Find the number of sequences with $2022$ natural numbers $n_1, n_2, n_3, \ldots, n_{2022}$, such that in every sequence:
$\bullet$ $n_{i+1}\geq n_i$
$\bullet$ There is at least one number $i$, such that $n_i=2022$
$\bullet$ For every $(i, j)$ $n_1+n_2+\ldots+n_{2022}-n_i-n_j$ is divisible to both $n_i$ and $n_j$
For any $i < j < k$ we have $n_k \mid S-n_j, S-n_i$ where $S = n_1+n_2+\dots+n_{2022}$; from where it follows that $n_k \mid |n_j-n_i|$. But $|n_i-n_j| < n_j \leqslant n_k$ meaning that $n_i = n_j$ for any three triples $i < j < k$. Thus $n_1 = n_2 = \dots = n_{2021} = x$ (say) and write $n_{2022} = y$, with $y \geqslant x$ and $2022 \in \{x, y\}$. We have from the pair $(1, 2)$ that $x \mid y$. From $(1, 2022)$ we obtain $y \mid 2020x$; hence $y = kx$ with $k \mid 2020$. The first case is that $x = 2022$. In this case we obtain $\tau(2020) = 12$ such sequences.

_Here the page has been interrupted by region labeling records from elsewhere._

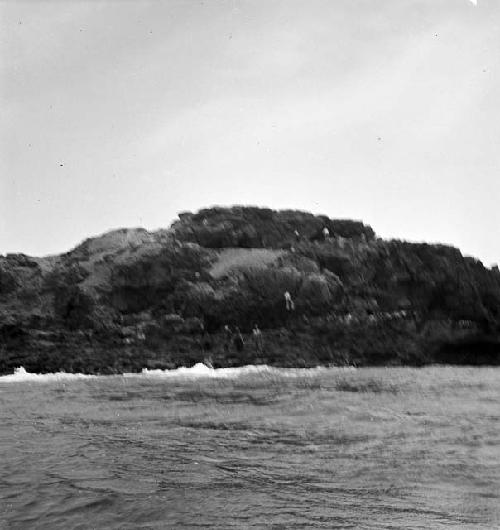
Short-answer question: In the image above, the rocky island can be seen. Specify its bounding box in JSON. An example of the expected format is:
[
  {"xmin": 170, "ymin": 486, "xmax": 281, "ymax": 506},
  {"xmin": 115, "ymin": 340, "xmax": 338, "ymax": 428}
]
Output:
[{"xmin": 0, "ymin": 206, "xmax": 500, "ymax": 374}]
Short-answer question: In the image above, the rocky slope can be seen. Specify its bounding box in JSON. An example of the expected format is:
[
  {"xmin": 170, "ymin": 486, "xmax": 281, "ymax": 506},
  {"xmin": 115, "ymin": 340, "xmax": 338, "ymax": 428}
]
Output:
[{"xmin": 0, "ymin": 207, "xmax": 500, "ymax": 373}]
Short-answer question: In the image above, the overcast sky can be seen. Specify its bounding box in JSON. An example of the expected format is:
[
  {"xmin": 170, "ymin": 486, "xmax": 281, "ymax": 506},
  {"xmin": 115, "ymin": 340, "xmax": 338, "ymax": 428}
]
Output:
[{"xmin": 0, "ymin": 0, "xmax": 500, "ymax": 265}]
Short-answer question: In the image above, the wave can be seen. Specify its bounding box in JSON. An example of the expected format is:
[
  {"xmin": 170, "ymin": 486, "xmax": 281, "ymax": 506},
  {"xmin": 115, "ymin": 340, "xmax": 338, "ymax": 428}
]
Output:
[{"xmin": 0, "ymin": 363, "xmax": 355, "ymax": 383}]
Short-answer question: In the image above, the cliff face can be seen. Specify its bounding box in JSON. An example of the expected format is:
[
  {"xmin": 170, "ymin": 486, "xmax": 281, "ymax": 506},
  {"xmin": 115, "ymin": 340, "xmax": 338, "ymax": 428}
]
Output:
[{"xmin": 0, "ymin": 207, "xmax": 500, "ymax": 372}]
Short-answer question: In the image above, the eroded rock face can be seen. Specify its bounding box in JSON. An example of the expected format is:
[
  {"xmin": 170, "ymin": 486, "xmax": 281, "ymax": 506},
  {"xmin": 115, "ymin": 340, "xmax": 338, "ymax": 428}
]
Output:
[
  {"xmin": 172, "ymin": 206, "xmax": 375, "ymax": 248},
  {"xmin": 0, "ymin": 207, "xmax": 500, "ymax": 370}
]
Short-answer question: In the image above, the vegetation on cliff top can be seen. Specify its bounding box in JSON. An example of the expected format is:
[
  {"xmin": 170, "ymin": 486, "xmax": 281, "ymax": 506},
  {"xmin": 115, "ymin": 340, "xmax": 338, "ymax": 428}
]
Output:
[{"xmin": 0, "ymin": 207, "xmax": 500, "ymax": 372}]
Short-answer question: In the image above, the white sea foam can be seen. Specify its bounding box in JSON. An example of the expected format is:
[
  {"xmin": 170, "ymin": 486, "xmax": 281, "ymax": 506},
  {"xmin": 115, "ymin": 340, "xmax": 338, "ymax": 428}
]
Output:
[
  {"xmin": 0, "ymin": 363, "xmax": 355, "ymax": 383},
  {"xmin": 132, "ymin": 363, "xmax": 348, "ymax": 379},
  {"xmin": 0, "ymin": 366, "xmax": 96, "ymax": 383}
]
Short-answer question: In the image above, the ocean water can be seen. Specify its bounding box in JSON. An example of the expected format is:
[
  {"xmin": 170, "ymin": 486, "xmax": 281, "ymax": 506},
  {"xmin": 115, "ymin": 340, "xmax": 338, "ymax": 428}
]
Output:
[{"xmin": 0, "ymin": 365, "xmax": 500, "ymax": 530}]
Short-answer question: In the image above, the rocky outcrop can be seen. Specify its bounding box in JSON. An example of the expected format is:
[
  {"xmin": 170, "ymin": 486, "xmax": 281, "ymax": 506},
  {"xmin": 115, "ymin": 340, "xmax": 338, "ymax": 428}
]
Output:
[{"xmin": 0, "ymin": 207, "xmax": 500, "ymax": 372}]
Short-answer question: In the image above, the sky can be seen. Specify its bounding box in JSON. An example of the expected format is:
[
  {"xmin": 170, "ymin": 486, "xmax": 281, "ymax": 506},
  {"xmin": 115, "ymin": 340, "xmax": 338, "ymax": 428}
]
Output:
[{"xmin": 0, "ymin": 0, "xmax": 500, "ymax": 266}]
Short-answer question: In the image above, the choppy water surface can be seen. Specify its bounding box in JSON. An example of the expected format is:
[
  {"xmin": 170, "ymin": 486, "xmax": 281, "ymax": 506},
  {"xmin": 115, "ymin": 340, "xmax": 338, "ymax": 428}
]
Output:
[{"xmin": 0, "ymin": 367, "xmax": 500, "ymax": 530}]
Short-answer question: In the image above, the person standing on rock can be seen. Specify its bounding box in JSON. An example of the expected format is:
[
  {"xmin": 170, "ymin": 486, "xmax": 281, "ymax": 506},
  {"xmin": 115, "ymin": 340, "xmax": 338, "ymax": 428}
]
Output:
[
  {"xmin": 233, "ymin": 326, "xmax": 245, "ymax": 352},
  {"xmin": 252, "ymin": 324, "xmax": 264, "ymax": 353},
  {"xmin": 224, "ymin": 324, "xmax": 233, "ymax": 351}
]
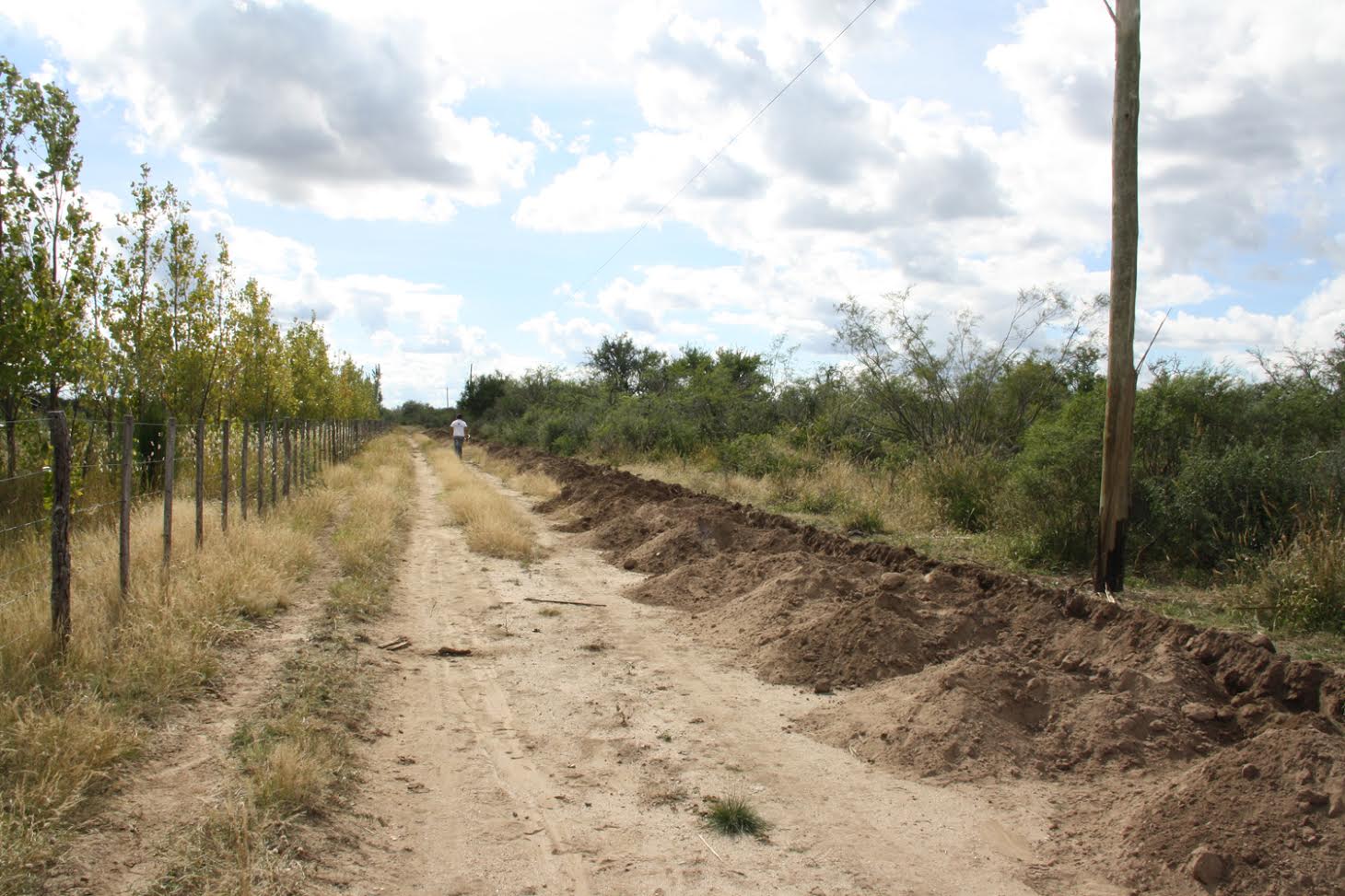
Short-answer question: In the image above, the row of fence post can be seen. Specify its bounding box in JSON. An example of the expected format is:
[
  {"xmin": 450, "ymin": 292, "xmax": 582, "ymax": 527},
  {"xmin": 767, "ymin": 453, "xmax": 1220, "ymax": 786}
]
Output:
[{"xmin": 47, "ymin": 411, "xmax": 387, "ymax": 647}]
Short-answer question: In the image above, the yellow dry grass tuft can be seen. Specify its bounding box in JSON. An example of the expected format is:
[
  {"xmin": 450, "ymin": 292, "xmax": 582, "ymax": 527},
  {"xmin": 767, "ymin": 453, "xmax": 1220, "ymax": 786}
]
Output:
[
  {"xmin": 142, "ymin": 435, "xmax": 415, "ymax": 896},
  {"xmin": 462, "ymin": 446, "xmax": 561, "ymax": 500},
  {"xmin": 0, "ymin": 433, "xmax": 360, "ymax": 893},
  {"xmin": 427, "ymin": 448, "xmax": 539, "ymax": 560}
]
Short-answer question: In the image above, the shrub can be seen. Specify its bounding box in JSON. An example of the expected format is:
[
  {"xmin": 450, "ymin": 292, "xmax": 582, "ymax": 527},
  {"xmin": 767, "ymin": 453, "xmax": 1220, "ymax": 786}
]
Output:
[
  {"xmin": 916, "ymin": 447, "xmax": 1005, "ymax": 531},
  {"xmin": 705, "ymin": 797, "xmax": 766, "ymax": 837},
  {"xmin": 995, "ymin": 390, "xmax": 1105, "ymax": 565},
  {"xmin": 1246, "ymin": 513, "xmax": 1345, "ymax": 633},
  {"xmin": 845, "ymin": 507, "xmax": 886, "ymax": 535}
]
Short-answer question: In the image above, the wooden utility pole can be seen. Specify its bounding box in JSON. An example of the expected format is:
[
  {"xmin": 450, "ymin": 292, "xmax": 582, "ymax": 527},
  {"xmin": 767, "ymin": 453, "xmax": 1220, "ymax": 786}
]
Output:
[
  {"xmin": 219, "ymin": 417, "xmax": 228, "ymax": 533},
  {"xmin": 163, "ymin": 417, "xmax": 178, "ymax": 567},
  {"xmin": 1094, "ymin": 0, "xmax": 1140, "ymax": 595},
  {"xmin": 196, "ymin": 417, "xmax": 205, "ymax": 551}
]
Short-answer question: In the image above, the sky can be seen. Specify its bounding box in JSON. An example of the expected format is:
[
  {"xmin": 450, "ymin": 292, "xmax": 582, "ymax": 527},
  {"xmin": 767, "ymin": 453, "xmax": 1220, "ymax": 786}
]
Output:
[{"xmin": 0, "ymin": 0, "xmax": 1345, "ymax": 406}]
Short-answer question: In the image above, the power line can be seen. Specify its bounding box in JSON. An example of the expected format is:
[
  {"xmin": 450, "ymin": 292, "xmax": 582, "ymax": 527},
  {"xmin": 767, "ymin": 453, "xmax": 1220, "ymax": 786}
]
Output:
[{"xmin": 579, "ymin": 0, "xmax": 878, "ymax": 289}]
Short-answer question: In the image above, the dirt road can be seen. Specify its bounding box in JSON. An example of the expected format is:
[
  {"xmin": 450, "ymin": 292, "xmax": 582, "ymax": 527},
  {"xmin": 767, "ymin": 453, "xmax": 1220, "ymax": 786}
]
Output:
[{"xmin": 340, "ymin": 447, "xmax": 1103, "ymax": 896}]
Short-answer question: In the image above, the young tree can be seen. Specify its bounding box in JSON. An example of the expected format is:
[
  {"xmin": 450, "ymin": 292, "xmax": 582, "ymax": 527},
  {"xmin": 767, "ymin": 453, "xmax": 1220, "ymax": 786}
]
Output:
[
  {"xmin": 106, "ymin": 166, "xmax": 170, "ymax": 418},
  {"xmin": 286, "ymin": 315, "xmax": 336, "ymax": 420}
]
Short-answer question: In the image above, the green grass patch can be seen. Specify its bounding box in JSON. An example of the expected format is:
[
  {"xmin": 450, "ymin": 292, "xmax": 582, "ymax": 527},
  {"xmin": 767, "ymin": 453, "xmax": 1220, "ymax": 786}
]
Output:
[{"xmin": 705, "ymin": 797, "xmax": 768, "ymax": 837}]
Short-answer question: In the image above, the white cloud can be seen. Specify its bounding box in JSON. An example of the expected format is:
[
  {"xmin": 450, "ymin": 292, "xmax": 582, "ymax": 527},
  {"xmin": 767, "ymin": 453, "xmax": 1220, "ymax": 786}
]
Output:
[
  {"xmin": 529, "ymin": 114, "xmax": 565, "ymax": 152},
  {"xmin": 518, "ymin": 310, "xmax": 616, "ymax": 363},
  {"xmin": 8, "ymin": 0, "xmax": 534, "ymax": 221}
]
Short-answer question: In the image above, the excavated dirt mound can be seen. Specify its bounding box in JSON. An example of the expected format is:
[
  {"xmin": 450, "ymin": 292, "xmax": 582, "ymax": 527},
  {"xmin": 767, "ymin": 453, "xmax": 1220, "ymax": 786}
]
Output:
[{"xmin": 492, "ymin": 448, "xmax": 1345, "ymax": 895}]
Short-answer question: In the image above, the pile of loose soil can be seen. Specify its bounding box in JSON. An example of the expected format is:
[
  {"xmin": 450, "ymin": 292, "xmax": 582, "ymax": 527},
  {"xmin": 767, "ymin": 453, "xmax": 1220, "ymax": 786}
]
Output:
[{"xmin": 484, "ymin": 449, "xmax": 1345, "ymax": 893}]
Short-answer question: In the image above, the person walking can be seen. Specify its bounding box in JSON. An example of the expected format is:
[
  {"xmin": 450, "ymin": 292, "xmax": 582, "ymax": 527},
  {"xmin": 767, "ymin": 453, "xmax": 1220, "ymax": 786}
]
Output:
[{"xmin": 450, "ymin": 414, "xmax": 467, "ymax": 458}]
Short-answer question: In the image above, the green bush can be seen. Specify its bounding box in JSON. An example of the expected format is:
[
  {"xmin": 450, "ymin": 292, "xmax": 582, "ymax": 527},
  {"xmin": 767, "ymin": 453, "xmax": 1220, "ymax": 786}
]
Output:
[
  {"xmin": 1248, "ymin": 513, "xmax": 1345, "ymax": 634},
  {"xmin": 719, "ymin": 433, "xmax": 808, "ymax": 478},
  {"xmin": 916, "ymin": 447, "xmax": 1005, "ymax": 533}
]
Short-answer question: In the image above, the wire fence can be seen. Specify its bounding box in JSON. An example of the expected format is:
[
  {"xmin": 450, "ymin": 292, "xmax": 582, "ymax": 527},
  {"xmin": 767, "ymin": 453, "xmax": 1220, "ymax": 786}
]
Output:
[{"xmin": 0, "ymin": 411, "xmax": 387, "ymax": 651}]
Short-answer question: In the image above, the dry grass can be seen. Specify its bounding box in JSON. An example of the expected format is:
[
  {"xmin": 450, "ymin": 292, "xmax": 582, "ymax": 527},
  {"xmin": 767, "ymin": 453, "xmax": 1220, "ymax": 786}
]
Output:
[
  {"xmin": 151, "ymin": 436, "xmax": 415, "ymax": 896},
  {"xmin": 427, "ymin": 447, "xmax": 539, "ymax": 561},
  {"xmin": 622, "ymin": 458, "xmax": 941, "ymax": 542},
  {"xmin": 0, "ymin": 430, "xmax": 398, "ymax": 893},
  {"xmin": 462, "ymin": 444, "xmax": 561, "ymax": 500}
]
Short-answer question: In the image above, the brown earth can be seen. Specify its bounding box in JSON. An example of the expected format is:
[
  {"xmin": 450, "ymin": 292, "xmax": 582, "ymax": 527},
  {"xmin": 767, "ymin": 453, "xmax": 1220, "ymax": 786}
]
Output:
[
  {"xmin": 47, "ymin": 449, "xmax": 1345, "ymax": 896},
  {"xmin": 495, "ymin": 448, "xmax": 1345, "ymax": 896}
]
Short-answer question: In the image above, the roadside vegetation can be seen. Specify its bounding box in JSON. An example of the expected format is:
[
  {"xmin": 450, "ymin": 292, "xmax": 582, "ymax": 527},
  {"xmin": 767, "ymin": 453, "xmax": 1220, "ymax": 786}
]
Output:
[
  {"xmin": 427, "ymin": 289, "xmax": 1345, "ymax": 655},
  {"xmin": 0, "ymin": 454, "xmax": 352, "ymax": 893},
  {"xmin": 421, "ymin": 441, "xmax": 541, "ymax": 553},
  {"xmin": 462, "ymin": 443, "xmax": 561, "ymax": 500},
  {"xmin": 0, "ymin": 55, "xmax": 382, "ymax": 517},
  {"xmin": 149, "ymin": 435, "xmax": 415, "ymax": 896}
]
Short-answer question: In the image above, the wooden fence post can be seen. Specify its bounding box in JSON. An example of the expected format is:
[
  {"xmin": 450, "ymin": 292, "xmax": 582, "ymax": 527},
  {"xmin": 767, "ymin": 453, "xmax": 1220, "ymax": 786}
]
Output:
[
  {"xmin": 270, "ymin": 421, "xmax": 280, "ymax": 507},
  {"xmin": 47, "ymin": 411, "xmax": 70, "ymax": 650},
  {"xmin": 257, "ymin": 420, "xmax": 266, "ymax": 518},
  {"xmin": 164, "ymin": 417, "xmax": 178, "ymax": 573},
  {"xmin": 196, "ymin": 417, "xmax": 205, "ymax": 551},
  {"xmin": 284, "ymin": 420, "xmax": 295, "ymax": 500},
  {"xmin": 219, "ymin": 417, "xmax": 230, "ymax": 533},
  {"xmin": 117, "ymin": 414, "xmax": 135, "ymax": 600},
  {"xmin": 238, "ymin": 420, "xmax": 251, "ymax": 519}
]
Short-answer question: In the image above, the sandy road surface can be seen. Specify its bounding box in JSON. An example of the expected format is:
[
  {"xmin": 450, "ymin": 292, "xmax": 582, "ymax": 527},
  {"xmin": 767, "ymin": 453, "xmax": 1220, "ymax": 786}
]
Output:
[{"xmin": 340, "ymin": 447, "xmax": 1076, "ymax": 896}]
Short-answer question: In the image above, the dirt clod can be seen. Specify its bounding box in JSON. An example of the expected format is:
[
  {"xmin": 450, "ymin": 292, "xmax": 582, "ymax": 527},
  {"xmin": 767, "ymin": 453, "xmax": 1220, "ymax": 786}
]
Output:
[{"xmin": 1187, "ymin": 846, "xmax": 1228, "ymax": 887}]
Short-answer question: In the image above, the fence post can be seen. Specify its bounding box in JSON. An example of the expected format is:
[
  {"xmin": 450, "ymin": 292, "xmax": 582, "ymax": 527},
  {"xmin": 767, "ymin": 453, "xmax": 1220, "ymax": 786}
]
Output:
[
  {"xmin": 238, "ymin": 420, "xmax": 251, "ymax": 519},
  {"xmin": 284, "ymin": 420, "xmax": 293, "ymax": 500},
  {"xmin": 270, "ymin": 421, "xmax": 280, "ymax": 507},
  {"xmin": 196, "ymin": 417, "xmax": 205, "ymax": 551},
  {"xmin": 219, "ymin": 417, "xmax": 230, "ymax": 533},
  {"xmin": 47, "ymin": 411, "xmax": 70, "ymax": 650},
  {"xmin": 117, "ymin": 414, "xmax": 135, "ymax": 600},
  {"xmin": 257, "ymin": 420, "xmax": 266, "ymax": 518},
  {"xmin": 164, "ymin": 417, "xmax": 178, "ymax": 573}
]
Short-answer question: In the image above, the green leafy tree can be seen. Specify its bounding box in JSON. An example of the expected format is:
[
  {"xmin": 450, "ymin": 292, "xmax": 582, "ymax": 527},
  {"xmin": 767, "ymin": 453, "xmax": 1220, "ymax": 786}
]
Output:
[
  {"xmin": 228, "ymin": 280, "xmax": 293, "ymax": 420},
  {"xmin": 286, "ymin": 315, "xmax": 336, "ymax": 420}
]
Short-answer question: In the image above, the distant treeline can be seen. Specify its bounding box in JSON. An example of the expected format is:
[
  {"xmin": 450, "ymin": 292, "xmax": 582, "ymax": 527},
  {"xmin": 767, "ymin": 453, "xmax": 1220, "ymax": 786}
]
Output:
[
  {"xmin": 422, "ymin": 289, "xmax": 1345, "ymax": 572},
  {"xmin": 0, "ymin": 56, "xmax": 380, "ymax": 476}
]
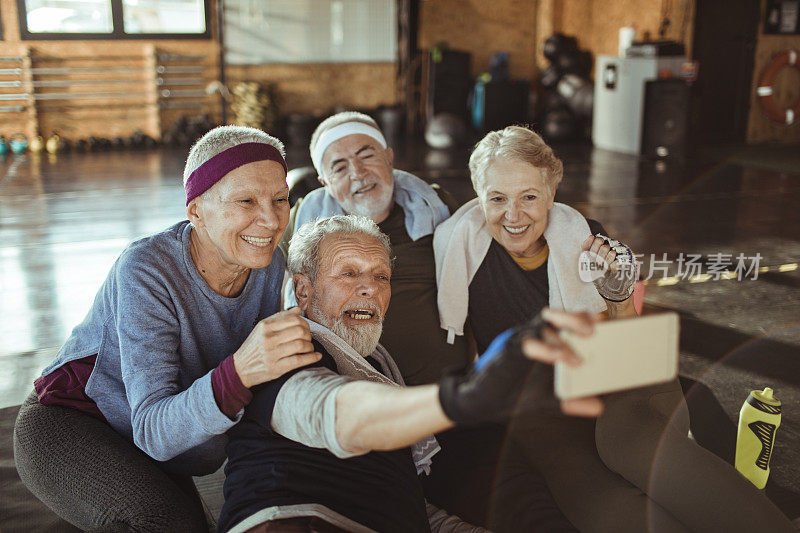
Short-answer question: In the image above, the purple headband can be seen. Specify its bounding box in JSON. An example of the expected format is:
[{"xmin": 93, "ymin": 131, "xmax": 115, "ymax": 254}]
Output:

In the other case $y = 2022$ and we have $k \mid 2$ meaning $k = 1$ or $2$ yielding $2$ sequences in this case. Thus overall there are $12+2 = 14$ such sequences. But here, we have counted the constant sequence $\{2022, 2022, \dots, 2022\}$ twice so the answer is $14-1 = 13$.